Mataram DS-Pemerintah Provinsi Nusa Tenggara Barat memperkuat kehadiran 1.166 Pos Bantuan Hukum (Posbankum) yang tersebar di desa/ kelurahan dengan pelatihan paralegal atau relawan bantuan hukum.
“Gerakan 1000 paralegal oleh Kongres Advokat Indonesia (KAI) sangat mendukung program Posbankum agar pelayanan hukum bagi masyarakat semakin baik”, ujar Gubernur H L Muhamad Iqbal di Graha Bhakti Praja kantor Gubernur, Kamis (4/6/2026).
Gubernur mengapresiasi inisiatif KAI memberikan makna dan kontribusi dalam pembangunan hukum di NTB.
Terutama memperkaya pengetahuan hukum dan praktek advokasi bagi relawan dalam memberikan bantuan hukum bagi masyarakat desa dengan persoalan hukumnya.
Kehadiran relawan Posbankum dengan kapasitas sebagai mediator dan paralegal yang baik sangat membantu masyarakat dalam akses hukum dan keadilan.
“Biaya mencari keadilan itu mahal dan lama . Tidak semua persoalan hukum dan sengketa di masyarakat harus melalui jalur hukum tapi mediasi”, tambah Gubernur.
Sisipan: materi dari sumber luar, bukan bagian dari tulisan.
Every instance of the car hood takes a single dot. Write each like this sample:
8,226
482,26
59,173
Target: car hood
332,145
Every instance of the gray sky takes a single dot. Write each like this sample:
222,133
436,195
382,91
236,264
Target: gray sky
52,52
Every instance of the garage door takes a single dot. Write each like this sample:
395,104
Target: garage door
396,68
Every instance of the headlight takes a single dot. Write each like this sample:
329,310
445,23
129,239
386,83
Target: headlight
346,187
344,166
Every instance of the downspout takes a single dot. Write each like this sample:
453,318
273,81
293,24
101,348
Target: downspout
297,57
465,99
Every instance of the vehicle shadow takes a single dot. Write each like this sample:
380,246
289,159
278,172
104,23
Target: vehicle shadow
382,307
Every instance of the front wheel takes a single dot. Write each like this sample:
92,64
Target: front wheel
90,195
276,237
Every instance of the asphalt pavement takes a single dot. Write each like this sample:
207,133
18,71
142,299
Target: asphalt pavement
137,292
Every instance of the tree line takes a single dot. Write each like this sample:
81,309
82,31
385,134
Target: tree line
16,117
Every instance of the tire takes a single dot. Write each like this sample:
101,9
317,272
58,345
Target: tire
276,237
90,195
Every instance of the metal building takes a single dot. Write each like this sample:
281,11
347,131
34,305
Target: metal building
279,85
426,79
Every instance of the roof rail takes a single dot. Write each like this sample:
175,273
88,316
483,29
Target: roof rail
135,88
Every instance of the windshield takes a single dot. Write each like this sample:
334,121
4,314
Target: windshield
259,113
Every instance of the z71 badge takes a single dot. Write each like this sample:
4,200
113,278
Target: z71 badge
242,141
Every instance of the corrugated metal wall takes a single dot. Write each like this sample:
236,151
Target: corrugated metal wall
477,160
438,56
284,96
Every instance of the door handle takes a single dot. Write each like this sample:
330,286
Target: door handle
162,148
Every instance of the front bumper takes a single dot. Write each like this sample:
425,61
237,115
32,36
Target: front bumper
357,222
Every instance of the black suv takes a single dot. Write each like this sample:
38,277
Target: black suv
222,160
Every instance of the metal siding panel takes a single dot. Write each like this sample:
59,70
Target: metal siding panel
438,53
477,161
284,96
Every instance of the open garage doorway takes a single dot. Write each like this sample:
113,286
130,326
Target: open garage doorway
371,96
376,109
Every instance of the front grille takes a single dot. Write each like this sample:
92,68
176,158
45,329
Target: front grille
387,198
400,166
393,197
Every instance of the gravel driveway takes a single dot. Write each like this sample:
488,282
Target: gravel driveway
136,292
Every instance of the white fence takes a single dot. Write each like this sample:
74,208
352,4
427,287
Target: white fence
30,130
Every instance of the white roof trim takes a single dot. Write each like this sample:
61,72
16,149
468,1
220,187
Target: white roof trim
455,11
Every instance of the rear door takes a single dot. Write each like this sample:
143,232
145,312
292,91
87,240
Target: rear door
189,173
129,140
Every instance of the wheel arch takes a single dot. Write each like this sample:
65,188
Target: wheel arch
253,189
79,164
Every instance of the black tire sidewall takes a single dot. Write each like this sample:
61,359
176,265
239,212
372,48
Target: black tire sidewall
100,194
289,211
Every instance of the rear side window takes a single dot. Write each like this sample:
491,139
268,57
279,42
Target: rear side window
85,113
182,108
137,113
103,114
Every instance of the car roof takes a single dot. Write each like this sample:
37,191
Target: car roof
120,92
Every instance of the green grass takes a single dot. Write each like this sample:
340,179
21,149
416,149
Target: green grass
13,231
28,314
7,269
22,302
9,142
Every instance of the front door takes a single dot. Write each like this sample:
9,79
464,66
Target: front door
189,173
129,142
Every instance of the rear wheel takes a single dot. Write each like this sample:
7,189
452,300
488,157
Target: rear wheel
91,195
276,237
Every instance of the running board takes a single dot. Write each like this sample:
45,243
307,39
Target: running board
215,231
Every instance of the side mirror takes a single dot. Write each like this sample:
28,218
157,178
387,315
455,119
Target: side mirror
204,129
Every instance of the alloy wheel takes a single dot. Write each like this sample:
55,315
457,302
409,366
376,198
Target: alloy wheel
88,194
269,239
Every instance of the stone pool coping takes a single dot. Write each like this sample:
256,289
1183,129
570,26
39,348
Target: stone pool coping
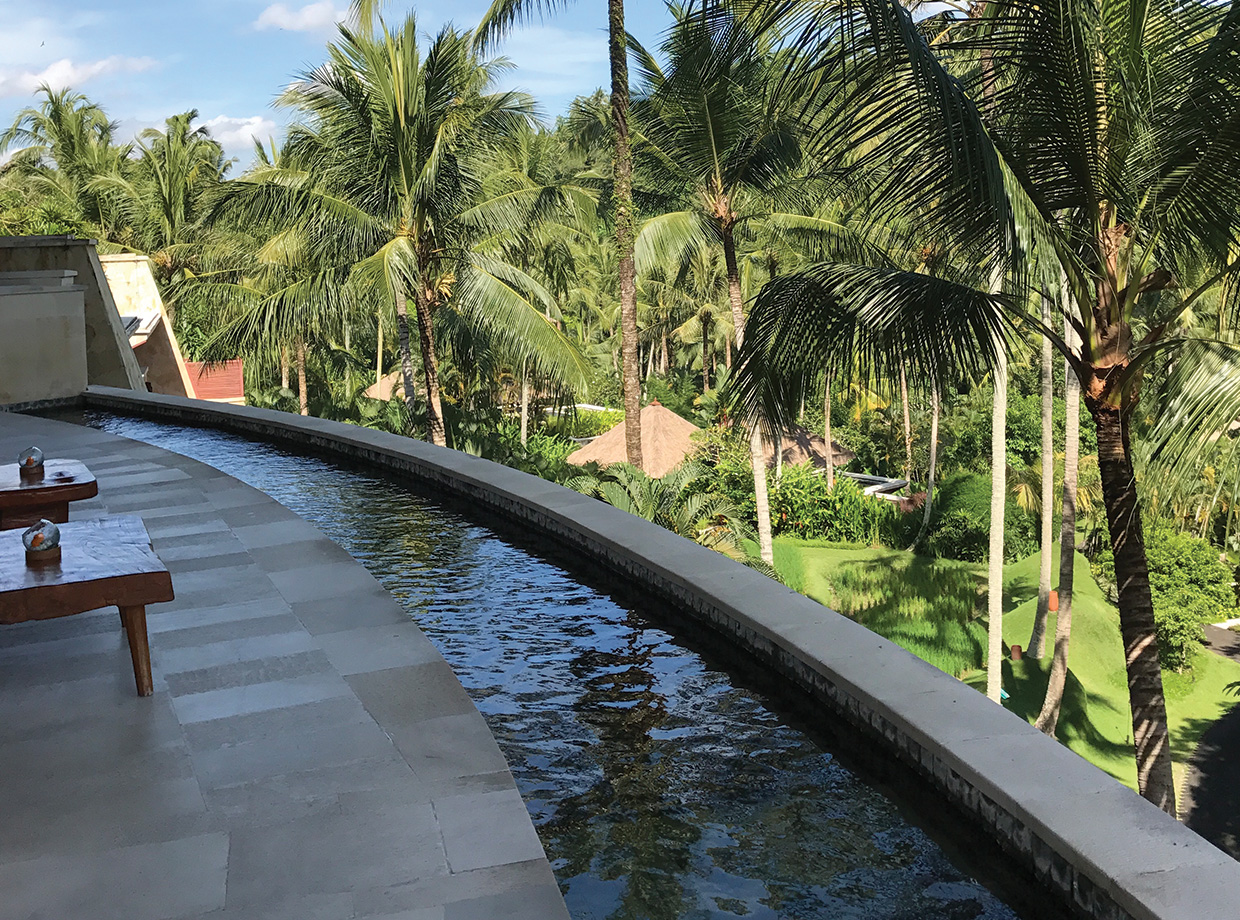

Ia meyakini penyelesaian hukum secara mediasi dapat bertahan lama dan tidak meninggalkan dampak hukum lanjutan.
Prof Dr Denny Indrayana, SH, salah seorang narasumber dan Presidium DPP KAI mengatakan, penegakan hukum masih jauh dalam realitasnya sehingga membuat paralegal bukanlah pekerjaan mudah.
“Penguasaan materi saja tidak cukup tapi hsrus memiliki empati, sikap kritis dan keberanian”, sebutnya.
Dalam pemaparannya, Denny Indrayana yang dikenal pernah menjadi Wakil Menteri Hukum dan HAM di era Presiden SBY menjelaskan azas keadilan, prinsip negara hukum dan negara demokrasi harus berlandaskan moral dan pemikiran hukum yang solid.
Azas keadilan dalam persamaan dalam hukum juga dinilai dari proses hukum, intervensi kekuasaan, independensi lembaga hukum, keadilan yang brbas dan mandiri, demokratis dan kontrol sosial yang ketat.
Seperti dikatakannya, beberapa modus yang membunuh keadilan adalah uang, kriminalisasi dan penghilangan secara nyawa maupun karakter. Untuk itu ia menekankan agar para paralegal mendapatkan manfaat dari pelatihan ini.
Hadir pula, Presidium DPP KAI, Dr. H. KP. Heru S. Notonegoro, SH. MH, Hj. Dyah Sasanti, SH. MH. MKn dan Muh. Israq Mahmud, SH.i, Asisten 1, Fathul Gani dan wakil OPD terkait. (adi).